4. Dermatology Unit, Surgical, Medical and Dental Department of Morphological Sciences related to Transplant, Oncology and Regenerative Medicine, University of Modena and Reggio Emilia, Modena, Italy

5. Department of Dermatology, University of Parma, Parma, Italy

6. Dermatology Unit, AUSL Romagna, Ravenna, Ravenna, Italy

7. Department of Dermatology, 'M Bufalini' Hospital, Cesena, Italy

8. Dermatology Unit, Arcispedale Santa Maria Nuova, Azienda Unità Sanitaria Locale-Istituto di Ricovero e Cura a Carattere Scientifico di Reggio Emilia, Reggio Emilia, Italy

Abstract

Introduction: Historically, difficult-to-treat areas in psoriasis included face, scalp, folds, genitalia, nails and palmoplantar region.

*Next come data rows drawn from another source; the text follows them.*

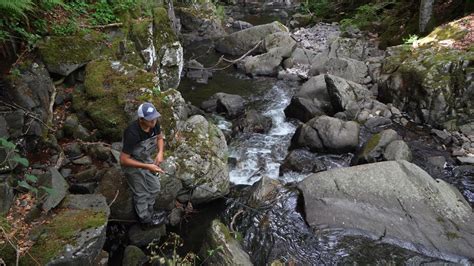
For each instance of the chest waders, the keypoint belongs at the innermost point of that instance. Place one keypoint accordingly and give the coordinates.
(144, 184)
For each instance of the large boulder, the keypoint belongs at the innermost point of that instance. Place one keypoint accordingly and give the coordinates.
(227, 250)
(75, 234)
(279, 46)
(374, 148)
(201, 22)
(300, 56)
(395, 202)
(432, 80)
(199, 160)
(264, 64)
(350, 69)
(311, 100)
(355, 48)
(54, 180)
(240, 42)
(64, 54)
(107, 85)
(111, 95)
(171, 65)
(343, 93)
(327, 134)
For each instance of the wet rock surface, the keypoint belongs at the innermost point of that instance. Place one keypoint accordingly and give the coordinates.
(441, 227)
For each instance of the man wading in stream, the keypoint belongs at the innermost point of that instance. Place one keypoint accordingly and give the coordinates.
(141, 140)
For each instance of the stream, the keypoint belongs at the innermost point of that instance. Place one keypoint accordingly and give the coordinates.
(279, 231)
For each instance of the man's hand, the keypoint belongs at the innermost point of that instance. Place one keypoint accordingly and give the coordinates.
(159, 158)
(155, 168)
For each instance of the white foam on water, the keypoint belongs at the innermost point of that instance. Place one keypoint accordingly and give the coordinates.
(260, 155)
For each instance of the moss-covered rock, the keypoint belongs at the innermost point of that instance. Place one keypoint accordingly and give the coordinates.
(64, 54)
(199, 160)
(74, 235)
(133, 256)
(111, 95)
(200, 21)
(431, 80)
(221, 248)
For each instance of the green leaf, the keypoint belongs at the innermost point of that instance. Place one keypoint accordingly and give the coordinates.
(31, 178)
(21, 160)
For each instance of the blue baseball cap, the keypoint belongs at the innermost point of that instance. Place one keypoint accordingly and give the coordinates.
(147, 111)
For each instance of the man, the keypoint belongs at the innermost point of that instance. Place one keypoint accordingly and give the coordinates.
(141, 139)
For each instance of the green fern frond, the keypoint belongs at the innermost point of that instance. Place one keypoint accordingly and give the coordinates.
(49, 4)
(17, 7)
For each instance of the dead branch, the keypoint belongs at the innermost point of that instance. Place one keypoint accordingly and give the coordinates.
(51, 105)
(231, 62)
(116, 195)
(27, 112)
(102, 26)
(93, 143)
(233, 219)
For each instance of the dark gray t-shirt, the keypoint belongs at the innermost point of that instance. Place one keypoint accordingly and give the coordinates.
(134, 134)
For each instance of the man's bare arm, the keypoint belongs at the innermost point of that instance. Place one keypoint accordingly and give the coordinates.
(127, 160)
(161, 147)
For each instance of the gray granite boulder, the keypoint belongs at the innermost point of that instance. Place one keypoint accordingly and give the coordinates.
(395, 202)
(327, 134)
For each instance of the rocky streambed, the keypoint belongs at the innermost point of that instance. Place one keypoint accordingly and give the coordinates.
(317, 148)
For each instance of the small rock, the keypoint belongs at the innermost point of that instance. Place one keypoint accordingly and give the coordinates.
(73, 150)
(443, 135)
(397, 150)
(83, 188)
(458, 152)
(66, 172)
(175, 216)
(87, 175)
(142, 237)
(54, 180)
(84, 160)
(437, 161)
(133, 256)
(466, 159)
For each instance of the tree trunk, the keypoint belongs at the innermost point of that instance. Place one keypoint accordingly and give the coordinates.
(426, 13)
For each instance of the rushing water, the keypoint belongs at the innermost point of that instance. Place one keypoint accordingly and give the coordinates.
(279, 231)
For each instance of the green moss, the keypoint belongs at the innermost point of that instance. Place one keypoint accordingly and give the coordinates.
(228, 237)
(164, 106)
(75, 49)
(97, 72)
(52, 237)
(107, 89)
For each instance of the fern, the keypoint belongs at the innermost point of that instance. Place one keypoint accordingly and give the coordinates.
(50, 4)
(15, 8)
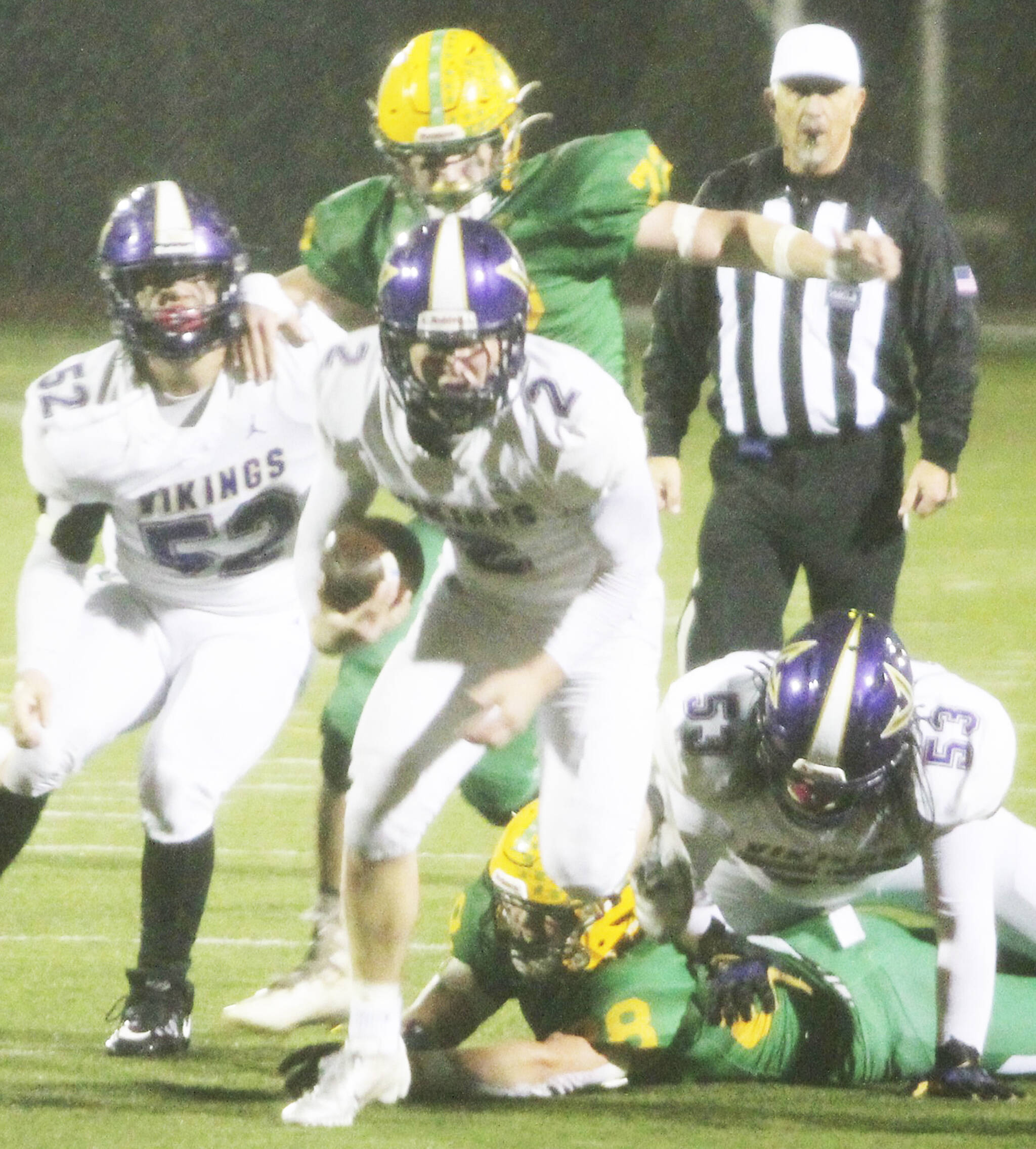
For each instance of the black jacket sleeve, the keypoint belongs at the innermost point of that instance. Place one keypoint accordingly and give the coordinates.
(941, 323)
(684, 327)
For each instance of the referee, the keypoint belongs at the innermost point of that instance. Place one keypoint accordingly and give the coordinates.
(814, 379)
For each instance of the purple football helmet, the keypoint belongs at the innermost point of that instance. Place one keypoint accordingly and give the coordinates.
(158, 235)
(837, 718)
(452, 283)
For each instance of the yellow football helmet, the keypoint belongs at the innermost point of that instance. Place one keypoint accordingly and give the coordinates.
(547, 931)
(445, 95)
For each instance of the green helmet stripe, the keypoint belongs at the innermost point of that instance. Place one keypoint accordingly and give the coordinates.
(437, 115)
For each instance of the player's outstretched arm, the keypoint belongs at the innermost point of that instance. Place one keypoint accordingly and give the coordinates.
(508, 699)
(271, 308)
(742, 239)
(558, 1066)
(668, 480)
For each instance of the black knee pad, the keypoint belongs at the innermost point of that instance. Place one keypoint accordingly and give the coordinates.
(336, 755)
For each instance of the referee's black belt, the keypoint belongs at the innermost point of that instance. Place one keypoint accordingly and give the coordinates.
(767, 451)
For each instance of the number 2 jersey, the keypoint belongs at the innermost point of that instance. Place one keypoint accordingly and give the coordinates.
(549, 506)
(205, 515)
(706, 753)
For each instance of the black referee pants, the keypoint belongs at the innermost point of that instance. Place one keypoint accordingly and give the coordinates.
(830, 506)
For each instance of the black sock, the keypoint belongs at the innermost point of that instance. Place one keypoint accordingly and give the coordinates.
(19, 816)
(174, 887)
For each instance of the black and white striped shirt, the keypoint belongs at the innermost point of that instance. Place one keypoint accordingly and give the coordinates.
(794, 360)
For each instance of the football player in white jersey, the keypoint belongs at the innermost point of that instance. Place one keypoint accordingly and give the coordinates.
(204, 476)
(838, 770)
(547, 601)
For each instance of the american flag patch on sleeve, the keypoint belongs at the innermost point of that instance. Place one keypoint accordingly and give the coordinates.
(965, 279)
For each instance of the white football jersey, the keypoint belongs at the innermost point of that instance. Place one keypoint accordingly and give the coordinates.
(517, 498)
(205, 515)
(706, 753)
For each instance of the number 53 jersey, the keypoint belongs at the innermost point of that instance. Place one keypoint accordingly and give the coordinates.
(706, 752)
(205, 513)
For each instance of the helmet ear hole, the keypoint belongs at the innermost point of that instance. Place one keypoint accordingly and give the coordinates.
(835, 722)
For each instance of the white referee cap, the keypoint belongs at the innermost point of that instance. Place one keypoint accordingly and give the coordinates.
(817, 50)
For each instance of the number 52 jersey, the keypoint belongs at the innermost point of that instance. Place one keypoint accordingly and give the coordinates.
(205, 514)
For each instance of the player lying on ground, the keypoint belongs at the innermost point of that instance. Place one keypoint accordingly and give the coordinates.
(837, 770)
(449, 117)
(608, 1004)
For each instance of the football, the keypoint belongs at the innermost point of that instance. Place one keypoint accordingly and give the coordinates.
(360, 553)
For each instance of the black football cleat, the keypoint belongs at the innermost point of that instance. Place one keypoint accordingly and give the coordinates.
(155, 1017)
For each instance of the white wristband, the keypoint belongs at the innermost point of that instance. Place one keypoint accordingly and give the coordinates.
(782, 240)
(685, 224)
(264, 290)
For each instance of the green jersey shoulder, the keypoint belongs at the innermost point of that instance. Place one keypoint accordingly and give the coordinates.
(572, 211)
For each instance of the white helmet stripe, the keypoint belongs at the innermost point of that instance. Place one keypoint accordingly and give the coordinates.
(830, 734)
(448, 281)
(174, 229)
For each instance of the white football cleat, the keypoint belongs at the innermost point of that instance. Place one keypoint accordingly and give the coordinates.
(349, 1082)
(319, 992)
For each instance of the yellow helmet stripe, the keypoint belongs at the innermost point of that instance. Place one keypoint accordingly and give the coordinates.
(834, 715)
(437, 113)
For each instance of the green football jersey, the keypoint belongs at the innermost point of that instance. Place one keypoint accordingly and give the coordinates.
(647, 1000)
(572, 213)
(844, 1016)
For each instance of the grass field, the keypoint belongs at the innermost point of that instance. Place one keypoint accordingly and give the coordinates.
(69, 906)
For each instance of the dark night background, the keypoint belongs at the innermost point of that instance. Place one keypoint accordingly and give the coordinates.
(262, 106)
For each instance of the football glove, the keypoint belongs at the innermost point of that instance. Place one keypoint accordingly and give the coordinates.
(739, 976)
(957, 1074)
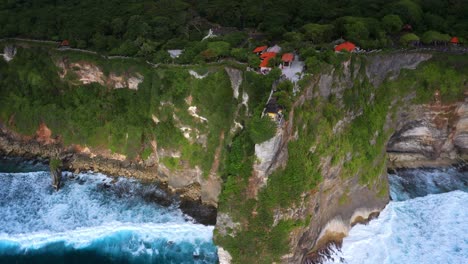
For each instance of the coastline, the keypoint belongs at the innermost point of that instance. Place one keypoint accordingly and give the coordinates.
(33, 149)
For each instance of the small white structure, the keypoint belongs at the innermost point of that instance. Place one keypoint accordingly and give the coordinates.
(175, 53)
(275, 49)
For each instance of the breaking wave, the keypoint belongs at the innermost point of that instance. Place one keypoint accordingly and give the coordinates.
(96, 219)
(426, 223)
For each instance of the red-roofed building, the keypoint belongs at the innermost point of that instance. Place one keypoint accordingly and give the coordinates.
(65, 43)
(454, 40)
(260, 50)
(407, 28)
(347, 46)
(287, 59)
(266, 57)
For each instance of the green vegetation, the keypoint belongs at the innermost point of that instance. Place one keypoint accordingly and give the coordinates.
(120, 119)
(261, 129)
(149, 28)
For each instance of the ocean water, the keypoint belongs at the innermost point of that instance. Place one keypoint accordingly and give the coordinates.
(93, 219)
(427, 222)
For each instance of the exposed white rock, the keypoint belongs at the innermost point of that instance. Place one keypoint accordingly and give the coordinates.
(193, 112)
(186, 131)
(226, 226)
(266, 153)
(245, 101)
(418, 132)
(89, 73)
(155, 119)
(224, 256)
(9, 52)
(134, 81)
(196, 75)
(209, 35)
(235, 76)
(175, 53)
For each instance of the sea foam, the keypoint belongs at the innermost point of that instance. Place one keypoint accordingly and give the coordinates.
(97, 213)
(428, 229)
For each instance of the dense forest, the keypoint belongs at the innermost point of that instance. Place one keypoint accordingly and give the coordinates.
(148, 28)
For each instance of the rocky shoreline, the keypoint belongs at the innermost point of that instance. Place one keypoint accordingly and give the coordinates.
(37, 149)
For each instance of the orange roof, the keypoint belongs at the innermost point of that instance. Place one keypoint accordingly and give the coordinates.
(264, 62)
(348, 46)
(268, 55)
(454, 40)
(260, 49)
(287, 57)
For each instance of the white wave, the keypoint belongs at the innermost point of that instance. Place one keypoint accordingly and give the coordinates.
(84, 237)
(431, 229)
(28, 203)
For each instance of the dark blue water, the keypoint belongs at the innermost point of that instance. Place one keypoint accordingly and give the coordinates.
(92, 219)
(425, 223)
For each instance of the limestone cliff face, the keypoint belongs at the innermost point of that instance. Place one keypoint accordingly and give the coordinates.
(337, 202)
(430, 136)
(340, 202)
(87, 73)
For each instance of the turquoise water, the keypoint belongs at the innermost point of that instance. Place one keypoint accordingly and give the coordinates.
(93, 219)
(426, 223)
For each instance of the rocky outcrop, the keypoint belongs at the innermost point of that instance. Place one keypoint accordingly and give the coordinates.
(235, 76)
(430, 136)
(183, 185)
(86, 73)
(389, 65)
(339, 201)
(9, 52)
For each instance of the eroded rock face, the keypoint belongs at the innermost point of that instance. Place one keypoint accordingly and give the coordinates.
(235, 76)
(9, 52)
(270, 155)
(390, 65)
(430, 136)
(87, 73)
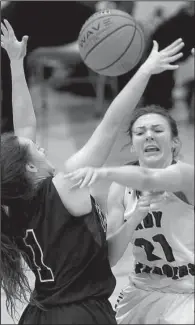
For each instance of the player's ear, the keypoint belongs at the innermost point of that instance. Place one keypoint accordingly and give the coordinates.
(31, 168)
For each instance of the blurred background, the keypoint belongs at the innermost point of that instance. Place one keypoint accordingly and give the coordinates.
(70, 100)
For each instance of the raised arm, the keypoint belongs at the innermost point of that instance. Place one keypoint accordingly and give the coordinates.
(23, 112)
(96, 150)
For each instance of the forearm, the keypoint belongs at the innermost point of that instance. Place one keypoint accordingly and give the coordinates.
(23, 111)
(119, 241)
(131, 176)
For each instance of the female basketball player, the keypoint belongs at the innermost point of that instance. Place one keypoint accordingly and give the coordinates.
(60, 231)
(159, 225)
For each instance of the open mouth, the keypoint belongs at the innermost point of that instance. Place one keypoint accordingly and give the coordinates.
(151, 149)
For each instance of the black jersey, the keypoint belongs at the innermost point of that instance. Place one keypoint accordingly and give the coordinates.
(68, 255)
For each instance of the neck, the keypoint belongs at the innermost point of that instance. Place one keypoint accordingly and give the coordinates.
(159, 164)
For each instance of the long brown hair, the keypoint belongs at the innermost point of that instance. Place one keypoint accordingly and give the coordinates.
(15, 188)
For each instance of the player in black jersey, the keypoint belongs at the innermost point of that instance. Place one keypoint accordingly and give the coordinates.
(59, 230)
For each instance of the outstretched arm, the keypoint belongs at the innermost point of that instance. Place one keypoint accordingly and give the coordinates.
(97, 149)
(23, 112)
(174, 178)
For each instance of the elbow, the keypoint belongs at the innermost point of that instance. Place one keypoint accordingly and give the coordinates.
(146, 180)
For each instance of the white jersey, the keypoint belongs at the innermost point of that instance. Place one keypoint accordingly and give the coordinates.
(163, 245)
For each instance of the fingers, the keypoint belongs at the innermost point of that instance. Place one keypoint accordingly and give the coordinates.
(87, 179)
(170, 67)
(93, 179)
(9, 27)
(174, 44)
(174, 50)
(74, 176)
(155, 46)
(173, 58)
(25, 39)
(4, 30)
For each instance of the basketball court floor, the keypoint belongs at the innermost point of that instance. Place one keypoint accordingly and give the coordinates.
(71, 122)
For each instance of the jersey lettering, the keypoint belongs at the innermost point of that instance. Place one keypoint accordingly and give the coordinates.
(45, 273)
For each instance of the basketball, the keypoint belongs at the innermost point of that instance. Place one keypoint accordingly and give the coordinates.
(111, 43)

Recent studies have found that lower limbs behave like a “new” difficult-to-treat area, as it can be the only site of residual disease even in patients undergoing biologic therapies. Objectives: We aimed to evaluate whether legs had different response rates and response times to treatment with a new biologic drug, risankizumab, than other body sites. Methods: We conducted a real-life, observational, retrospective, multicentric study, including patients affected by moderate-to-severe psoriasis with legs involvement and undergoing biological therapy with risankizumab for more than 16 weeks. The Psoriasis Area Severity Index (PASI) and Leg-PASI were collected at T0 and at week 16, 28, 40, 52, 64 and 76. Statistical analysis using T student test and linear regression analysis were performed. Results: A total of 124 patients were included. The difference between the improvement percentage respect to baseline was statistically significant at week 16 and 28, demonstrating that Leg-PASI improved less than PASI. From the linear regression it was deduced that the slope is statistically less steep for Leg-PASI than for overall PASI, confirming that this site responds more slowly to the therapy. Conclusions: Leg response to risankizumab appears to differ significantly from other body-sites in the first weeks of treatment, even if after 28 weeks statistical significance is lost. Our preliminary finding suggests that risankizumab can be considered an effective treatment for legs psoriasis, but with longer response times than other areas demonstrating the relative nature of resistance to treatment of this district.